Day of your life. If the man had any sensitivity he’d have fucken ached.Oxford is crowded, loud, expensive and discordant. “Honey made stone” - no, mead-vomit frozen in place. Tbh I return the impression, being a thoroughly bad tourist - I rush around, frown, steal, piss on Magdalen College and leave. Almost lose my phone - leave it on a bench - which I do feel as a rebuke by the souls of this bloody place. Camp on a farm by Didcot. Farmer banters, but I’m having none of it by this stage (to my later shame). (Want to Stop, but honour dictates.)

Day 29: Oxford to Andover

Heatstress busyness psychosis, eh? Hyperthermic tensomatic kinetic batshit, no? Stop over in Newbury, which is horseracing and nothingness.Stock reply to crap funeral: “She really loved language.”
Stock reply to crap beer: “You can really taste the hops.”
Stock reply to crap reply: “That would be an ecumenical matter.”An important thing to know about yourself: you have a limited appetite even for beauty and novelty and adventure. Around three weeks, cynicism and impermeabilty of the soul begin their encroach. I don’t find a hostel. The passion with which I want to get on with my life would make Nietzsche proud.

Day 30: Andover to Salisbury

Sick of the same sweat-caked clothes. Sick of a sore back. Sick of shit beard. Sick of focussing on negatives.The ‘Plain is impressive. Ride around the cathedral a few times looking for Jonathan Meades’ childhood house (failure). Go down “Endless Street” just to be contrary. YHA Salisbury is pleasingly shambolic. Sit on a picnic bench outside, drink three beers, eat an entire pizza and watch the sunset. Pangs for someone to share the moment with.Think about prankster philosophers. (As we go, the comic portion of the work increases)
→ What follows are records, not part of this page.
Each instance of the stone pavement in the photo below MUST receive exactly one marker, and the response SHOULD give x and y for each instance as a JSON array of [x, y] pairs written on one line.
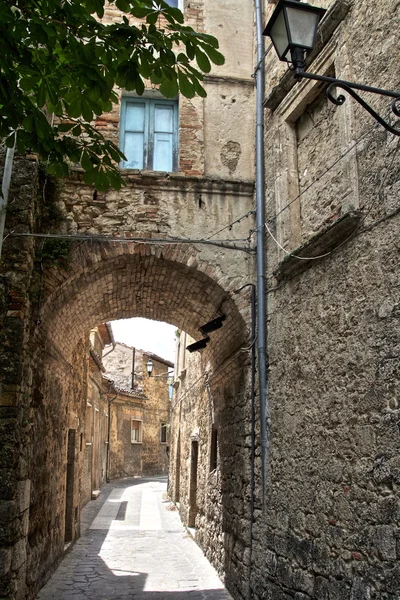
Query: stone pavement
[[134, 546]]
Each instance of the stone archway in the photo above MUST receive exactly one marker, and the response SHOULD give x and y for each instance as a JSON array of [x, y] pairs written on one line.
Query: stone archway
[[106, 282]]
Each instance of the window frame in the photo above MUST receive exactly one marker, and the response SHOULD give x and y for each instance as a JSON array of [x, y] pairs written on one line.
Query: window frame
[[140, 429], [180, 4], [163, 428], [150, 103]]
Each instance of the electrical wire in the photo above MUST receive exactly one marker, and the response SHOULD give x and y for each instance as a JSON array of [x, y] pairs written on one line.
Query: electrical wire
[[328, 169], [358, 230], [251, 212], [228, 244]]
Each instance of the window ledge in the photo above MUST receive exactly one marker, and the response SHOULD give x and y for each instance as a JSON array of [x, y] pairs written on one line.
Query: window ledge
[[329, 24], [321, 243]]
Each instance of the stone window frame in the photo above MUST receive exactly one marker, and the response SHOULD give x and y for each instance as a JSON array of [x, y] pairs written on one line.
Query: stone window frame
[[150, 97], [180, 4], [140, 429], [286, 187]]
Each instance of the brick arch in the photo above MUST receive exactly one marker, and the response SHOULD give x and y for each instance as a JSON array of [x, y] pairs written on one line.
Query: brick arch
[[114, 281]]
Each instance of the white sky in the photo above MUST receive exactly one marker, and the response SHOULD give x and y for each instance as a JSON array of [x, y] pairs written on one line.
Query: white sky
[[144, 334]]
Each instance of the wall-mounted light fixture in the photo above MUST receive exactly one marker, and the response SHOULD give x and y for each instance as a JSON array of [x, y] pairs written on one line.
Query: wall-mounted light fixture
[[198, 345], [292, 29], [212, 325], [149, 367]]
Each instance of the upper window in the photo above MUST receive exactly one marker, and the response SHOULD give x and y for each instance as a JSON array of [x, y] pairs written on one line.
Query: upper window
[[163, 432], [149, 134], [136, 431], [176, 3]]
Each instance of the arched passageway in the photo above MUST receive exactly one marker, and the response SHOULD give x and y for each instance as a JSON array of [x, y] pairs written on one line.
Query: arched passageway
[[107, 282]]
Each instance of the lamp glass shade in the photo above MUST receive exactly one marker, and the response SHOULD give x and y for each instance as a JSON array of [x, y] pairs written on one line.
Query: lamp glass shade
[[302, 26], [279, 35], [293, 24]]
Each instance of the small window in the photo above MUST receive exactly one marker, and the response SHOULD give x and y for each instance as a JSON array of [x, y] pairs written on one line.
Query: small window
[[149, 134], [176, 3], [214, 449], [163, 436], [88, 424], [136, 431]]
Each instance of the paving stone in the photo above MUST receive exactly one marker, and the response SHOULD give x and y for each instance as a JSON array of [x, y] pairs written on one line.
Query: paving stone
[[129, 561]]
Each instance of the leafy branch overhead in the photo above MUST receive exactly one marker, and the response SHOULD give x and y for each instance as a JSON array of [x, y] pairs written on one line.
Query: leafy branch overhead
[[59, 65]]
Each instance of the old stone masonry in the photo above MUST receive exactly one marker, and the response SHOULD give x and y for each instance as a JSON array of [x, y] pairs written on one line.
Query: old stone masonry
[[290, 483], [134, 546]]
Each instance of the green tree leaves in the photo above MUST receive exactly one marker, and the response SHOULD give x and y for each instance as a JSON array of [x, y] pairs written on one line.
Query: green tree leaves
[[59, 65]]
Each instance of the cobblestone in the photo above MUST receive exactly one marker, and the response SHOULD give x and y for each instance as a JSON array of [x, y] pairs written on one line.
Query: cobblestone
[[147, 555]]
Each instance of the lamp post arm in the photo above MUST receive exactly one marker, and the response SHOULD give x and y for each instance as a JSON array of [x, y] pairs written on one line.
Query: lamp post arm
[[300, 74], [349, 87]]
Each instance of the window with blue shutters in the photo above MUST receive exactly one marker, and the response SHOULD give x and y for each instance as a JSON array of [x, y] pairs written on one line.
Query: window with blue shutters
[[149, 134], [176, 3]]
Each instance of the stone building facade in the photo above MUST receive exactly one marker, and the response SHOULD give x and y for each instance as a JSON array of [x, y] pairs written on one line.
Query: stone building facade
[[140, 413], [326, 524], [127, 420], [54, 293]]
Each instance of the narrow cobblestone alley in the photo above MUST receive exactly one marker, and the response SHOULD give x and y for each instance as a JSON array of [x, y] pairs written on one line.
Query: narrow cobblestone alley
[[134, 546]]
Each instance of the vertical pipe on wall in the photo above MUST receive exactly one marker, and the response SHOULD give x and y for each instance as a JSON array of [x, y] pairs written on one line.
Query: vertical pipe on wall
[[261, 259], [5, 187]]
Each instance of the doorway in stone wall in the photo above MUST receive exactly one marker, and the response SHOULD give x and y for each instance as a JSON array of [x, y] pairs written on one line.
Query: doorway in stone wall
[[193, 484], [178, 469], [69, 487]]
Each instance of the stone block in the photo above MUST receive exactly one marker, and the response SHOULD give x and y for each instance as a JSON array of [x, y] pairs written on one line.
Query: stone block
[[360, 590], [24, 494], [5, 561], [19, 554]]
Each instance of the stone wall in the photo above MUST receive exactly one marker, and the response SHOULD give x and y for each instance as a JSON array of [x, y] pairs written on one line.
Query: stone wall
[[211, 429], [147, 403], [15, 380], [329, 528]]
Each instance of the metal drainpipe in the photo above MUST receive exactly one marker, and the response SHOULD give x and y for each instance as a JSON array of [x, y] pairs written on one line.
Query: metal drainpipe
[[261, 261], [110, 401], [5, 188], [253, 419]]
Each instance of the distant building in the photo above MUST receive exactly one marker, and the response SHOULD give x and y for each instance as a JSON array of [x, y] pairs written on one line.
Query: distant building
[[127, 413]]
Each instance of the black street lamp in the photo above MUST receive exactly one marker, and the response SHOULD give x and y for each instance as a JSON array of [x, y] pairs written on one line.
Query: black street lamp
[[292, 29], [149, 366]]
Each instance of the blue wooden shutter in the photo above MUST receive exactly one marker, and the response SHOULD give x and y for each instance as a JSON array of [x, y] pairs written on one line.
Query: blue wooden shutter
[[134, 143], [164, 134]]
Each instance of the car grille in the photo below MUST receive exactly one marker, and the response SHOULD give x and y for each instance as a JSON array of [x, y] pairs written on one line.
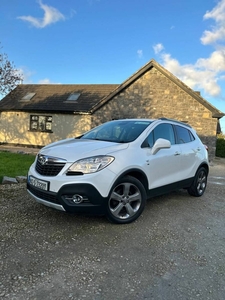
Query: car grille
[[49, 169], [47, 196]]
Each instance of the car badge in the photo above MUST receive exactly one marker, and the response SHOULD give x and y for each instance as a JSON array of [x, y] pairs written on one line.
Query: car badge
[[43, 159]]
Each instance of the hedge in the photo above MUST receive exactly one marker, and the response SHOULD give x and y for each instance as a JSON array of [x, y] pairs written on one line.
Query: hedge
[[220, 147]]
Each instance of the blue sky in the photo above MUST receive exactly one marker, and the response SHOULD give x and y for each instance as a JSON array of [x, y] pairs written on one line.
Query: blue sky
[[106, 41]]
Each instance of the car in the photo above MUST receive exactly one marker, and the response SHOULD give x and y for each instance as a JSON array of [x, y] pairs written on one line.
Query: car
[[115, 167]]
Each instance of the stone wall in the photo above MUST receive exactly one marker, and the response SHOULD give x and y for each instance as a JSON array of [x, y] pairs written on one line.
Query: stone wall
[[154, 95]]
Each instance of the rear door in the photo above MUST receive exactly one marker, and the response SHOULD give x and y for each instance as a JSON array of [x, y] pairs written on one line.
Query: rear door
[[190, 148], [163, 168]]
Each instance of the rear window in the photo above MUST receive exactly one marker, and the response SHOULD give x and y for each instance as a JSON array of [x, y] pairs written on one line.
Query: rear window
[[184, 135]]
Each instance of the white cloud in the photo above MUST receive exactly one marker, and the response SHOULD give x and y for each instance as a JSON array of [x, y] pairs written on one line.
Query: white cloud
[[45, 81], [218, 31], [51, 15], [206, 73], [140, 53], [158, 48], [203, 75]]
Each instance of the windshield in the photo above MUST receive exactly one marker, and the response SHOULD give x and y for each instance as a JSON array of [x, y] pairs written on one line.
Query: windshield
[[118, 131]]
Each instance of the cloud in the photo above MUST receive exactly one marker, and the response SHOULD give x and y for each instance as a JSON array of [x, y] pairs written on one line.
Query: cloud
[[45, 81], [51, 15], [206, 73], [140, 53], [218, 31], [200, 75], [158, 48]]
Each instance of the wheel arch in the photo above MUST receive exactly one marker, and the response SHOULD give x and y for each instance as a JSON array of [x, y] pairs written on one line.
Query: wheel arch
[[204, 165], [136, 173]]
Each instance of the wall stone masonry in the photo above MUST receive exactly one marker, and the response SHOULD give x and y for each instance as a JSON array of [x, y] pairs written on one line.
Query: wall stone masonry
[[153, 95]]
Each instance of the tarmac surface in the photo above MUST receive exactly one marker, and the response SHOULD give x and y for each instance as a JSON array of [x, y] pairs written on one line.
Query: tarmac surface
[[174, 251]]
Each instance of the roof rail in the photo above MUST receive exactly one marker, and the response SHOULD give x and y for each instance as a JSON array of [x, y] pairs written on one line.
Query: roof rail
[[178, 122]]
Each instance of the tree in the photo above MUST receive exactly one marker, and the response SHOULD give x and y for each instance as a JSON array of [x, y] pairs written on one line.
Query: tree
[[9, 76]]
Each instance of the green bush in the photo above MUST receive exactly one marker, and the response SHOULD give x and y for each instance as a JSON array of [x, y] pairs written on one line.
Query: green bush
[[220, 147]]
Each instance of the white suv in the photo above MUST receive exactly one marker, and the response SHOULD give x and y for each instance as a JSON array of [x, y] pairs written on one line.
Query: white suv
[[113, 168]]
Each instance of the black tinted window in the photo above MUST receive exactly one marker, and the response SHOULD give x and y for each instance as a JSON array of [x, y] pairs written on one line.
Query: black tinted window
[[164, 131], [184, 135]]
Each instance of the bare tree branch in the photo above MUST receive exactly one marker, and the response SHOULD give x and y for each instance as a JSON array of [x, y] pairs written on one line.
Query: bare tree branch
[[9, 76]]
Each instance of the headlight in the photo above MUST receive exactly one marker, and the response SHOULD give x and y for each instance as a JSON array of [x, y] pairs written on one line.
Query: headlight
[[91, 164]]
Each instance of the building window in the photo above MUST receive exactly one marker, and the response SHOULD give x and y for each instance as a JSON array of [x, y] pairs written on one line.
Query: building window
[[27, 97], [41, 123], [73, 97]]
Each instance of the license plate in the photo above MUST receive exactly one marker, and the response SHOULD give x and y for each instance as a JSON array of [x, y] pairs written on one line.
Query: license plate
[[41, 184]]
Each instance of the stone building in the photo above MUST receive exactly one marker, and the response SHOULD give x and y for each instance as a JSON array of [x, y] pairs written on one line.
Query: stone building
[[35, 115]]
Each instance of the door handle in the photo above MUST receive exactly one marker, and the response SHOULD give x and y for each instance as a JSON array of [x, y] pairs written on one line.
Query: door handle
[[176, 153]]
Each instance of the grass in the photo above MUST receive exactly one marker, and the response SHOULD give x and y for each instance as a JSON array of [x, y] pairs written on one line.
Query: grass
[[14, 164]]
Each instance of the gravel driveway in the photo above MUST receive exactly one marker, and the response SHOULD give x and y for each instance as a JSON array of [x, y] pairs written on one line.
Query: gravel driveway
[[175, 250]]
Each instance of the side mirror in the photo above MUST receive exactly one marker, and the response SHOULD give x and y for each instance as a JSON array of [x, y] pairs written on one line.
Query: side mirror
[[160, 144]]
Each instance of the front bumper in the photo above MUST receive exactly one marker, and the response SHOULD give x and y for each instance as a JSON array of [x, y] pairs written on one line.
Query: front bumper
[[63, 200]]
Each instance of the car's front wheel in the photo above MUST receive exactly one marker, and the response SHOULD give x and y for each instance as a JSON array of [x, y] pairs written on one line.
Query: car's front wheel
[[126, 200], [198, 186]]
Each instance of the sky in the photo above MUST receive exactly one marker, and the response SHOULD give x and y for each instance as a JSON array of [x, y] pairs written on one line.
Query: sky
[[106, 41]]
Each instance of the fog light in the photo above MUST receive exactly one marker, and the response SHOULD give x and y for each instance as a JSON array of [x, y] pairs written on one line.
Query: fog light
[[77, 199]]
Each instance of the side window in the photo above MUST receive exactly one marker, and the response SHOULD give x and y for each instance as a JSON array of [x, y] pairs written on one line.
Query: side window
[[164, 131], [151, 140], [184, 135]]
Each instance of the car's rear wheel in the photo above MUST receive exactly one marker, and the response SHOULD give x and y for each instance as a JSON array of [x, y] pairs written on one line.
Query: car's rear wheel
[[198, 186], [126, 200]]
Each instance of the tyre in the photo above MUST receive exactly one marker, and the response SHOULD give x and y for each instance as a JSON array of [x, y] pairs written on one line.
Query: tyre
[[198, 186], [126, 200]]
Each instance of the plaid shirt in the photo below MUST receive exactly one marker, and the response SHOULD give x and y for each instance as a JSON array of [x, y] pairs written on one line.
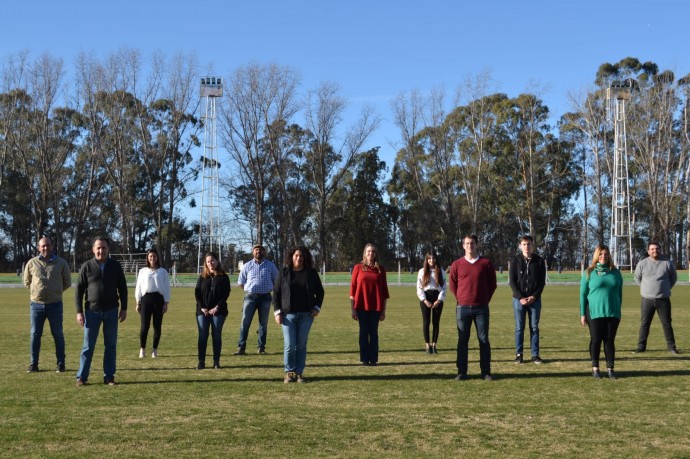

Diogenes --> Montaigne -> Nietzsche -> Derrida -> Zizek.




Day 31: Salisbury to Elgin

Dorm was incredibly silent for a room of eight men sleeping. Not sure when I decided that Salisbury was the new terminus, but the thought of more south makes me angry by this stage. Go to the Cathedral, and then fuck off out of it.

Book I got at an Oxfam is fairly amazin:

I beseech you! if ever we shared philosophical impulses, take responsibility for your gifts! Place it in the service of reason, or of the reality of human worth & possibilities, instead of in the service of magic!
- Jaspers to Heidegger


(Wish I could have as dramatic a conversation about this abstract a thing with as dear a friend of mine. Puh. Stupid, pragmatic, anti-Nazi friends.)

The train undoes a month’s work in a quarter of a day.As is my new habit, take the train to Elgin instead of the bus. Use my Aberdeen ticket to get to Elgin, somehow (conductor possibly saw my expression). Elated, trippy journey home in the dark from Elgin - there’s no streetlights on the main road, so every time a car approaches I’m completely blinded. Heidegger in my forebrain and epoché on my mind.


What should they know of Scotland who only Scotland know?